Affolter: Nous sommes bien conscients du défi que cela représente. Tout comme certaines personnes hésitent à discuter en personne avec quelqu’un, d’autres ont du mal à faire confiance à un chatbot. Notre ambition n’a jamais été de faire d’«Ella» un substitut complet aux interactions humaines. Des études ont révélé qu’un grand nombre d’utilisatrices et d’utilisateurs réagissent particulièrement bien aux applications web anonymes. Pour les personnes qui utilisent déjà des services de conseil en ligne par chat, l’avatar basé sur l’IA constitue une alternative facile d’accès. Il en va de même pour celles qui sont moins enclines aux interactions humaines ou qui ne sont pas sûres que leur situation justifie une aide professionnelle. Il y a évidemment aussi des gens qui préfèrent le contact direct, en personne ou par téléphone.

La confiance et l’anonymat sont des facteurs importants en matière d’utilisation. Comment garantissez-vous la protection effective des données personnelles?

Affolter: L’offre de conseil est anonyme. Nous ne stockons aucune donnée et ne procédons volontairement à aucune évaluation des informations. De plus, les utilisatrices et utilisateurs d’«Ella» sont expressément invités, dès le début, à ne pas mentionner les noms des personnes ou des entreprises concernées. Notre politique de confidentialité peut être consultée à tout moment de manière transparente sur l’application web.

L’intelligence artificielle et le monde du travail évoluent extrêmement vite. Comment vous assurez-vous qu’«Ella» suive le rythme?

Affolter: De nouvelles connaissances alimentent sans cesse l’IA, même si le contenu n’est pas actualisé en permanence.
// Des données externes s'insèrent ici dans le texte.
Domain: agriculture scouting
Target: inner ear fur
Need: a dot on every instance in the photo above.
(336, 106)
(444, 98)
Nous avons démarré avec les rubriques «Souffrance psychique», «Changement», «Frustration» et «Surmenage», avant d’ajouter la catégorie «Émotions». Et il est fort possible que d’autres thèmes suivront au fil du temps.

Borer: Il y a plusieurs facteurs qui contribuent à ce que l’application reste de pointe. D’abord, nous procédons régulièrement à un état des lieux dans le cadre de notre gestion de la qualité et analysons les données que nous suivons en permanence. Ensuite, nous travaillons en étroite collaboration avec WorkMed et les développeurs de logiciels afin d’anticiper les développements techniques et de contenu. Je m’inspire également de mes contacts extérieurs: lorsque je suis en formation ou que je donne moi-même des conférences, je suis attentif aux questions posées et aux principaux problèmes auxquels les gens sont confrontés.

Une autre orientation importante consiste à rendre «Ella» encore plus accessible. Cela pourrait notamment se traduire par un accompagnement accru à l’avenir avec des rappels hebdomadaires incitant à la réalisation de certains exercices proposés par l’application «Etwas tun?!».